We finished eating, trading stories about difficult residents and hospital politics, carefully avoiding anything that felt too personal. He told me about a first-year who’d mixed up two patients’ charts and nearly caused a disaster. I told him about a surgery that had gone wrong in every possible way until suddenly it hadn’t.
It was nice. Almost normal. The kind of lunch we might have had when we were married, stolen time between shifts where we could just be two people who enjoyed each other’s company.
I’d forgotten what that felt like. Being with Cassian without the weight of everything we’d ruined pressing down on us.
When we walked back to the hospital, his shoulder bumped mine on the sidewalk. The contact was brief, accidental, but I felt it everywhere. A spark that traveled from the point of impact down through my arm and into my chest.
Neither of us moved away.
“Thanks for lunch,” I said when we reached the entrance. My voice came out steadier than I felt.
“Yeah.” Cassian held the door open for me, and I had to pass close to him to enter. Close enough to catch his scent. Cedar and something warm underneath, familiar in a way that made my throat tight. “We should do it again sometime.”
I paused in the doorway, looking up at him. He was watching me with an expression I couldn’t quite read. Hopeful and guarded at the same time. Like he wanted to ask for something he was afraid to name.
I knew the feeling.
“Maybe we should.”
Something passed between us. Not quite hope. Not quite resignation. A fragile, uncertain thing balanced on the edge of a knife.
I went back to work feeling lighter than I had in weeks. I didn’t let myself examine why.
Thursday evening, I met Daniel at a coffee shop near his hotel.

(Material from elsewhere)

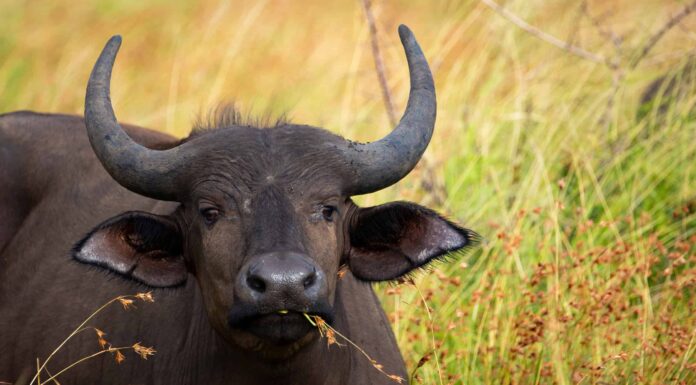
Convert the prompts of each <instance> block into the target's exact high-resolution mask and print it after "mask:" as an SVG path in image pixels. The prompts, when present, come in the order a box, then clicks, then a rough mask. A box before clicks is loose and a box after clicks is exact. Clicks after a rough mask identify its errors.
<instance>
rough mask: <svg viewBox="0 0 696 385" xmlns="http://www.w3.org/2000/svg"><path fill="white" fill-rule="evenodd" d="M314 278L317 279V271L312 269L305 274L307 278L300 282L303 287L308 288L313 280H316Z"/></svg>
mask: <svg viewBox="0 0 696 385" xmlns="http://www.w3.org/2000/svg"><path fill="white" fill-rule="evenodd" d="M316 280H317V271H316V270H314V271H312V272H311V273H309V275H308V276H307V278H305V279H304V281H303V282H302V284H303V285H304V288H305V289H308V288H309V287H311V286H312V285H314V282H316Z"/></svg>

He looked the same as I remembered. Gray at the temples now, wire-rimmed glasses, the kind of calm authority that came from decades of knowing exactly who he was. He stood when I approached, pulling me into a brief hug that smelled like coffee and old books.
“Calla. You look well.”
“So do you.”
We ordered drinks and found a quiet corner away from the after-work crowd. Daniel asked about my work, my transition back to the States, whether I was settling in at Obsidian. I answered honestly, surprised by how easy it was to talk to him. Daniel had always been like that. Someone who made space for truth without demanding it.
Finally, he set down his coffee and leaned forward.
“I’ll get to the point. I’m opening a new trauma center. Partnership between three major hospitals, focused on innovative emergency protocols and research. I want you to lead the clinical development.”
I stared at him. “What?”
“It’s a leadership-track position. You’d have autonomy over program design, research priorities, staffing decisions. It’s everything we talked about during your fellowship.” His eyes were warm but serious. “The kind of position where you can shape how trauma care evolves.”
“Daniel, I just started at Obsidian. I’ve barely been there for two months.”
“I know. And if you’re happy there, I understand. But I also know you, Calla. I know how you think, what you’re capable of, what you need to thrive.” He paused. “This position was designed for someone exactly like you.”